January 14, 2009 / 12:19 AM / 10 years ago

Little evidence herbal remedies ease menopause: review

LONDON (Reuters Life!) - There is little scientific evidence that herbal remedies commonly used to treat menopausal symptoms work, and some may be dangerous if taken along with other treatments, according to a review published on Wednesday.

A store worker walks past rows of herbal, vitamin and mineral pill products at a suburban pharmacy in Sydney April 29, 2003. REUTERS/David Gray

Black cohosh, red clover, Dong quai, evening primrose oil and ginseng are taken to ease hot flashes, sleeplessness and diminished sex drive in the belief that they are natural products without risk, said Ike Iheanacho, editor of the journal Drug and Therapeutics Bulletin, who wrote the review.

“In reality, however, herbal medicines have pharmacological actions, and so can cause unwanted side effects and have potentially dangerous interactions with other medicines, both herbal and conventional,” he wrote.

An estimated 30 to 70 percent of women in industrialized countries experience menopause-related symptoms caused by a sharp fall in estrogen levels. On average they last for around four years but for some women they persist much longer, Iheanacho said.

Hormone replacement therapy was a popular treatment until 2002, when a major study suggested it might increase the risk not only of breast and ovarian cancer, but also of strokes and other serious conditions.

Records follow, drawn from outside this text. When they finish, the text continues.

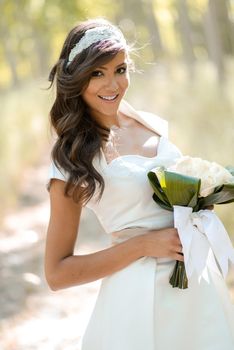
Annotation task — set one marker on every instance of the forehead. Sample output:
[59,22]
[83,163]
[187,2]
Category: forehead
[120,57]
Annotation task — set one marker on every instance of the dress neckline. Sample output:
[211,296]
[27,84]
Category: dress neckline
[119,158]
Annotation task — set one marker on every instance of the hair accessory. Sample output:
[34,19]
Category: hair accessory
[94,35]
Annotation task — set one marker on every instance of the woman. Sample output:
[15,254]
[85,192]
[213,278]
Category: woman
[101,158]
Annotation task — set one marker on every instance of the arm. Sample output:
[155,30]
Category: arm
[64,269]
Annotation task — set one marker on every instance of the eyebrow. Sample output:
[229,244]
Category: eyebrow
[119,65]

Iheanacho’s review of previously published studies, scientific commentary and other sources found mixed evidence on whether black cohosh relieved menopausal symptoms effectively and no strong data showing red clover extract works.

There was also no evidence that Dong quai, evening primrose oil, wild yam, chaste tree, hops or sage make much difference,

he added in the review that included 26 published studies.

“There is little evidence either way on whether they work,” Iheanacho said in a telephone interview.

The findings also underscore the fact there is little good quality evidence on the effectiveness of herbal medicines or how they may react with prescription medicines, Iheanacho wrote.

Published studies are often poorly designed, include too few participants or do not last long enough to be of real value for the products, which are often unlicensed, he added.

“There are a fair number of studies but when you drill it down to the ones that can give you useful information, those are in the minority,” Iheanacho said.